Big Orange. Big Ideas. They’re fueling UT Knoxville on its journey to become a Top 25 public research university. Here are two faculty members who are bringing big ideas to life in the classroom, through their research and through community service.
Michael J. Higdon
While serving as a judicial law clerk, Michael Higdon remembers walking into the judge’s office and finding him in the middle of reading a legal brief—sound asleep.
Higdon, now an associate professor and director of the College of Law’s legal writing program, said that experience helped him understand the impact of good, and bad, legal writing.
“I got to see what types of writing helped and hurt cases,” he said.
Not all good writers are good legal writers, Higdon said. Legal writing is technical, logic-based, and thorough yet succinct. It’s written for busy, skeptical readers.
“I like the challenge of figuring out what your reader needs to know even before they know they need it,” he said. “Our legal writing program at UT teaches students how to do this.”
Higdon serves as member of the national Board of Directors for the Legal Writing Institute.
A South Carolina native, Higdon earned his bachelor’s degree in English from Erskine College and his master’s degree in communication studies from the University of Nevada-Las Vegas.
“My mother always said I should be a lawyer because I was so good at arguing my way out of things,” he quipped.
Higdon graduated first in his University of Nevada law school class in 2001and served as editor-in-chief of the Nevada Law Journal. After graduating, he spent a year as a law clerk for a judge on the U.S. Court of the Appeals for the Ninth Circuit.

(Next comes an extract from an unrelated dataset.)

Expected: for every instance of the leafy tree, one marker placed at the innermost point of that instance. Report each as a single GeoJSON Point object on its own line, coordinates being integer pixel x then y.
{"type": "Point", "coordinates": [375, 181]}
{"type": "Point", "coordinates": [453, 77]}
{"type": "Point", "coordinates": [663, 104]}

Before coming to UT in 2009, Higdon practiced commercial and employment litigation with a Las Vegas law firm and then taught for five years at the University of Nevada, Boyd School of Law.
Doug Blaze, dean of the College of Law, calls Higdon a “true innovator and national leader” in the field of legal writing. “In addition, his cutting-edge scholarship explores the often difficult interface between gender and the law, particularly with regard to LGBT issues.”
One of Higdon’s most recent publications, published this past summer in the Indiana Law Journal, is “To Lynch a Child: Bullying and Gender Nonconformity in Our Nation’s Schools.” The piece likens the bullying of LGBT youth to the physical and spiritual lynching of black children in years past.
In his spare time, Higdon enjoys acting and working behind the scenes in community theater. Last fall, he played both a lawyer in Crimes of the Heart at Oak Ridge Playhouse and an aspiring opera singer in Lend Me a Tenor with the Foothills Community Players. He also serves on the board of the Foothills Community Theater.
Glenn Reynolds, the Beauchamp Brogan Distinguished Professor of Law, has been called upon to serve as an expert in … well, almost everything.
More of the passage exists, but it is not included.